Robert Taylor delivers the line as he teams with Walt Disney productions to enact the story of the struggles to save the Lipizzan horses during the final days of world war two. With Taylor narrating our tale begins in the spring of 1945 in Austria. He’s a colonel in the German army in charge of the Spanish Riding School that houses the special breed of horses.
Allied forces are closing in and with the help of his kindly General Curt Jurgens, Taylor moves the horses to Vienna to sit out the war. Once on the move, Taylor and his company including Eddie Albert will encounter airplane raids and the need to commandeer boxcars on trains to move the herd of stallions. Complicating matters is the fact that the mares have possibly fallen into Russian hands in Czechoslovakia.
Once in Vienna Taylor assumes the life of a civilian thanks to Jurgens releasing him and his riders from active duty. Just in time as the U.S. forces and James Franciscus arrive and thankfully know of Taylor and appreciate the horses he has struggled to keep safe from harm.
Turning up as General George S. Patton is John Larch a few years before George C. Scott’s name became synonymous with the real life General on screen. With a little help from Larch/Patton, Taylor just might recover the mares and save the Lipizzan lineage from extinction.
This feel good movie done Disney style features plenty of horsemanship and a couple of solid performances by co-stars Jurgens and as Taylor’s wife, Lilli Palmer.
“I don’t want to be judged a Nazi.” With the German war machine floundering, Jurgens has a fine scene reminiscing about the past. Before the world fell apart. He longs for simpler times but knows he is doomed to the inevitable end that befits a General once the coming surrender takes place. Due to his heritage, Jurgens was repeatedly called upon to play German officers but never allowed his roles to become evil caricatures. Look no farther then his great performance in The Enemy Below from 1957.
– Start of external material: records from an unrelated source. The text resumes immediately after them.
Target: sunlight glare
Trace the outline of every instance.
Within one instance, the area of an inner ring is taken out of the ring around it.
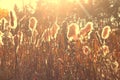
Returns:
[[[0,8],[12,10],[16,4],[19,10],[22,10],[23,6],[30,4],[35,9],[37,1],[38,0],[0,0]]]

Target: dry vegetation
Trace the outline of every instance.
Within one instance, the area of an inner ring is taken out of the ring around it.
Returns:
[[[11,12],[7,17],[8,22],[1,18],[0,80],[120,79],[120,25],[111,21],[112,17],[68,16],[40,22],[32,16],[16,11],[16,16]],[[85,28],[88,22],[94,29]],[[71,32],[69,41],[67,27],[71,23],[79,26],[80,34],[76,38]],[[52,26],[56,25],[60,28],[54,35],[57,29]]]

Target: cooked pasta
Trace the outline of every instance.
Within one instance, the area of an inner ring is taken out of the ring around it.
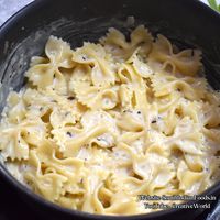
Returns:
[[[220,178],[220,94],[201,53],[143,25],[72,50],[51,36],[26,86],[11,91],[0,154],[11,174],[61,206],[151,212],[139,195],[197,195]],[[172,201],[167,201],[172,202]]]

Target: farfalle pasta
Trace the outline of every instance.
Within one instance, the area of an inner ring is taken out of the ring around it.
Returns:
[[[155,211],[139,195],[200,194],[220,179],[220,95],[201,67],[198,50],[143,25],[130,41],[110,29],[75,50],[51,36],[9,94],[0,155],[36,194],[91,213]]]

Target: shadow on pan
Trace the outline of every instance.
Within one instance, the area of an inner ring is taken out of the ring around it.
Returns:
[[[127,22],[134,16],[135,23]],[[19,90],[32,56],[44,53],[50,35],[62,37],[72,47],[84,41],[96,42],[113,26],[128,35],[139,24],[156,35],[162,33],[182,48],[202,51],[205,73],[210,85],[220,89],[220,15],[197,0],[38,0],[1,26],[0,30],[0,111],[10,88]],[[194,219],[201,209],[172,209],[151,215],[107,217],[68,210],[44,200],[19,184],[0,164],[3,177],[21,197],[44,218],[53,219]],[[220,195],[217,184],[204,195]],[[194,201],[189,201],[194,202]],[[207,202],[207,201],[196,201]]]

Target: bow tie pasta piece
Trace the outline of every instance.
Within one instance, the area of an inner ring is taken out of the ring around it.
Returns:
[[[140,47],[132,54],[128,63],[132,64],[136,74],[143,78],[151,78],[153,75],[153,69],[146,64],[146,62],[140,56]]]
[[[74,52],[73,61],[79,64],[91,65],[91,81],[95,86],[114,84],[114,68],[110,65],[110,58],[100,44],[85,43]],[[88,73],[89,74],[89,73]]]
[[[12,91],[7,101],[8,122],[19,124],[25,119],[26,105],[23,100],[23,91],[19,94]],[[4,114],[4,111],[2,112]]]
[[[146,156],[134,157],[133,169],[150,185],[153,185],[153,188],[150,187],[151,190],[165,187],[175,177],[174,165],[166,157],[157,154],[148,153]]]
[[[86,81],[75,81],[73,87],[78,101],[92,110],[113,109],[118,103],[118,87],[95,87]]]
[[[153,43],[153,50],[150,57],[164,65],[172,66],[173,73],[182,73],[188,76],[195,76],[201,67],[201,52],[198,50],[184,50],[175,53],[174,46],[163,35],[158,34],[157,40]]]
[[[131,33],[130,42],[127,42],[125,36],[116,29],[109,29],[109,33],[100,42],[117,62],[122,63],[131,57],[139,46],[141,46],[140,53],[147,56],[152,48],[153,37],[147,29],[140,25]]]
[[[205,98],[207,81],[201,78],[177,78],[164,73],[158,73],[152,77],[152,87],[156,97],[164,97],[172,92],[180,92],[189,100],[200,100]]]
[[[74,51],[51,36],[8,97],[2,162],[36,194],[91,213],[146,213],[161,209],[139,195],[205,191],[220,179],[220,94],[200,59],[143,25]]]
[[[23,122],[11,128],[0,129],[0,148],[4,160],[29,158],[29,144],[38,145],[46,135],[46,128],[40,121]]]
[[[61,68],[73,68],[73,51],[70,46],[51,36],[45,46],[47,63],[38,63],[32,66],[25,74],[30,81],[38,88],[52,87],[59,94],[67,94],[67,81]]]
[[[201,172],[189,170],[186,163],[182,161],[177,168],[177,178],[180,183],[179,188],[187,195],[195,195],[195,191],[200,193],[205,175]]]
[[[107,133],[95,136],[91,142],[102,147],[112,147],[116,145],[116,136],[119,134],[116,119],[105,111],[88,111],[81,118],[81,124],[85,131],[106,124],[109,128]],[[91,143],[90,142],[90,143]]]

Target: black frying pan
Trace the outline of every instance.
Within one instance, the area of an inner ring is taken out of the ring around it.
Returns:
[[[129,15],[135,18],[134,25],[125,22]],[[36,0],[0,29],[0,111],[9,88],[19,90],[24,85],[23,74],[30,58],[43,53],[51,34],[69,42],[74,48],[84,41],[97,41],[110,26],[127,34],[138,24],[145,24],[154,35],[164,34],[183,48],[201,48],[207,78],[215,89],[220,89],[220,15],[197,0]],[[0,176],[43,219],[180,220],[193,219],[204,211],[172,209],[130,217],[90,215],[46,201],[16,182],[1,163]],[[202,195],[218,197],[220,184],[217,183]]]

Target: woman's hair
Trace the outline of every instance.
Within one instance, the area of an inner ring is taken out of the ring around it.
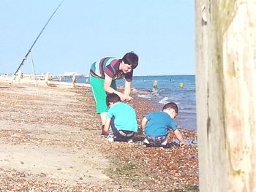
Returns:
[[[116,93],[110,93],[107,95],[106,97],[106,104],[107,106],[109,107],[110,104],[110,102],[112,103],[116,103],[116,102],[120,102],[121,101],[121,99],[120,97],[116,95]]]
[[[132,69],[135,69],[138,66],[139,58],[132,51],[125,54],[121,60],[124,64],[131,65]]]
[[[168,110],[168,109],[173,109],[175,112],[178,114],[178,106],[176,103],[170,102],[165,104],[164,107],[162,107],[162,110]]]

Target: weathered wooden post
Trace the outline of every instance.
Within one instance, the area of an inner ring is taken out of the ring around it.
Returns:
[[[200,190],[256,191],[256,0],[196,0]]]

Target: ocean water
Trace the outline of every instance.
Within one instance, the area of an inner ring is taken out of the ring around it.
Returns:
[[[69,80],[64,80],[69,81]],[[78,82],[86,82],[88,79],[78,77]],[[195,75],[135,76],[132,88],[139,91],[152,91],[154,81],[157,82],[157,91],[152,93],[138,94],[154,104],[158,110],[167,102],[175,102],[178,107],[178,115],[175,119],[177,126],[196,130],[196,102]],[[180,88],[183,83],[183,88]],[[124,85],[124,80],[116,81],[118,86]]]

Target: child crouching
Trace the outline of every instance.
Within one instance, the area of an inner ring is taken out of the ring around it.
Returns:
[[[132,142],[132,137],[138,131],[135,110],[130,105],[121,102],[120,97],[115,93],[107,96],[106,103],[110,109],[102,132],[108,134],[108,139],[110,142]]]
[[[162,112],[153,112],[143,118],[141,122],[146,137],[143,146],[166,146],[170,129],[179,140],[180,146],[184,145],[183,137],[173,120],[177,115],[177,104],[170,102],[162,107]]]

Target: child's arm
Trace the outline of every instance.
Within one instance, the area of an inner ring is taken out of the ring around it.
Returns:
[[[181,132],[178,131],[178,129],[176,129],[174,131],[174,134],[179,141],[179,145],[181,147],[185,145],[184,139],[183,139],[182,135],[181,135]]]
[[[102,133],[104,133],[104,134],[105,135],[108,134],[108,131],[110,126],[110,120],[111,120],[111,118],[107,118],[106,122],[105,123],[105,126],[102,130]]]
[[[148,120],[146,118],[144,117],[141,120],[141,128],[143,131],[143,133],[144,133],[144,128],[145,128],[146,125],[147,124],[147,123],[148,123]]]

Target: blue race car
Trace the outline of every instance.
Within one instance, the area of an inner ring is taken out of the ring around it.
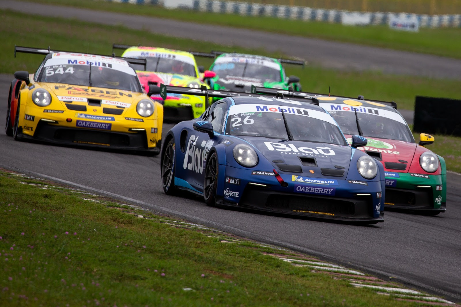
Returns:
[[[161,151],[166,194],[191,192],[208,206],[375,224],[383,222],[382,165],[349,146],[314,104],[254,94],[165,86],[161,95],[223,98],[168,132]],[[302,99],[300,100],[302,100]]]

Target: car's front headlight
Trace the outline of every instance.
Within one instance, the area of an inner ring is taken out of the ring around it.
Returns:
[[[189,88],[193,88],[195,89],[198,89],[200,87],[200,84],[199,84],[198,82],[191,82],[187,86]]]
[[[428,173],[433,173],[438,168],[438,159],[433,153],[426,151],[420,157],[420,164]]]
[[[138,102],[136,112],[142,117],[148,117],[154,114],[154,104],[149,99],[142,99]]]
[[[37,89],[32,93],[32,101],[39,106],[46,106],[51,103],[51,95],[44,89]]]
[[[376,161],[369,156],[362,156],[357,161],[357,169],[364,178],[373,179],[378,172]]]
[[[258,163],[258,155],[254,149],[244,144],[239,144],[234,148],[234,159],[243,166],[251,167]]]

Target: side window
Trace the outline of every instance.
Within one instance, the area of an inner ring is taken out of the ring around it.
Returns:
[[[223,126],[223,121],[224,119],[224,112],[226,108],[225,102],[217,104],[216,107],[211,113],[211,116],[208,118],[208,121],[213,125],[213,130],[221,133],[221,128]]]

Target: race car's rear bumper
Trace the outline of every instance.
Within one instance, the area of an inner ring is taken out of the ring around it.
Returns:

The presence of Lilli Palmer is a soothing one. She presents a necessary balance to Taylor’s hardened war weary colonel. She keeps him in line when he becomes to harsh with his young riders and is wise enough to urge him to go easy in his desire to retrieve the Lipizzan mares. Play the political game.
Sure Taylor comes off as a rather wooden character but still he commands the screen when on camera. He has that star quality about him that the camera loved. He casts an imposing figure as a German officer decked out in uniform and the customary full length black leather overcoat. Miscast perhaps. But his stern performance plays nicely off of Miss Palmer. Having moved to television, this was Taylor`s first theatrical film since 1959.
Assuming good old Uncle Walt put his stamp on this production, it`s notable that despite all the bombs and ground fighting near the climax of the film there are no fatalities on camera and barely any carnage visible. It`s perhaps the most explosive battle ever filmed with nary a casualty in sight.
Far from Taylor`s heyday it`s still a chance to see one of the true stars of the golden era one more time. Available on DVD thru the Disney line.